Nessas últimas eleições fui submetida a uma pesquisa de intenção de voto – um privilégio, tendo em vista a amostragem utilizada (coisa de 1204 para os mais de oito milhões aptos a votarem em São Paulo). Foi tudo fácil, em termos políticos. Respostas pensadas e repensadas, previsões de segundo turno absurdas para medir meu índice de rejeição a cada candidato negado, previsões de supostos apoios de um ou outro partido. Respondia a tudo com uma habilidade e rapidez impressentida. Perguntou minha religião e eu disse nenhuma. Perguntou se acredito em Deus. E eu… Balbuciei até que o pesquisador marcou ateia e prosseguiu. Pesquisa eleitoral: mesmo com a profusão de candidatos em São Paulo, a pergunta que me deixou mais em dúvida foi um inesperado: você acredita em Deus?

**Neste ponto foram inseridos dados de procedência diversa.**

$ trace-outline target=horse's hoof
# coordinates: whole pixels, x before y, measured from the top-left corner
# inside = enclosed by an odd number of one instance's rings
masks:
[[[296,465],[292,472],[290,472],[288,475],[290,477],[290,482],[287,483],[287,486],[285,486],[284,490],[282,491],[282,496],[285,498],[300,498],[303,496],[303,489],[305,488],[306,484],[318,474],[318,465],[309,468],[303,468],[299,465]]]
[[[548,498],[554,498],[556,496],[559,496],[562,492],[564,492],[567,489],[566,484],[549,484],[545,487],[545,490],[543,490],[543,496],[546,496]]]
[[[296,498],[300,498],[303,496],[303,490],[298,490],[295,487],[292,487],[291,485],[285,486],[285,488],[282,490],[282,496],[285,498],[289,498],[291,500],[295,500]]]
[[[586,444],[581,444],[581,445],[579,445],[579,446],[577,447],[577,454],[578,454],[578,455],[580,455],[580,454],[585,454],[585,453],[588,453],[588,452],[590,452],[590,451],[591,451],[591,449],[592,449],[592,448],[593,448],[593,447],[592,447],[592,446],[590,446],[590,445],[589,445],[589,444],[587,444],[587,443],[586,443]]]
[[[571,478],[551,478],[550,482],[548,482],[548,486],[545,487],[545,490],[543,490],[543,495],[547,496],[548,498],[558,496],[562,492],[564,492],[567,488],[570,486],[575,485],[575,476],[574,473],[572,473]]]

1999 – A cena mais impressionante da minha vida. Sala de aula, quinta série. A professora de geografia propôs para nós uma questão. À primeira alternativa (eu julgava certa), levantei a mão. Outros poucos que iriam responder baixaram o braço ao ver que a grande maioria da classe não escolheria a primeira. A sala já se alvoroçava em um “errrrrhhhh” tímido mas sonoro, enquanto eu mantinha, solitária e impávida, minha mão no ar. À segunda alternativa, o resto da sala inteira levantou a mão, tranquilizados pelo anonimato em sua escolha. A resposta certa era a minha (seguiu-se caloroso silêncio). Ao final da aula, a professora me chamou para conversar. Elogiou-me não pela resposta certa, mas por ter mantido minha mão erguida. O resto da minha vida inteira foi uma tentativa desesperada de resgatar essa confiança.
À oitava série, em 2002, quando aprendia metáfora, lancei essa para a minha professora de redação: “quando eu crescer eu quero ser cronista, você acha que eu consigo?” Não me lembrava mais disso quando nesse ano, passados dez anos da oitava série, decidi que escrevo. Não me lembrava mais disso, nem de ter aprendido metáforas.
Então eu tinha uma situação muito especial: de um lado minha professora querida de literatura falando sobre subjetividade, sobre inteligência literária, do outro Lygia Fagundes Telles, impondo-se sobre nós um mistério velado. A vida é viver esse mistério, é acertar na vocação.
Essa história toda me lembrou uma professora (outra, mas também de redação), a quem disse depois que eu saí do colégio: “sabe, eu quero mesmo ser cineasta” e ela prontamente respondeu “eu já sabia”. E eu pensei: “como, se eu não?”
A gente sabe. A gente sempre sabe.
Nota (pós texto) em caso de nova pesquisa eleitoral, ao ser perguntada se acredito em deus, responderei: vivo esse mistério que é Deus (não sei se é uma questão de acreditar).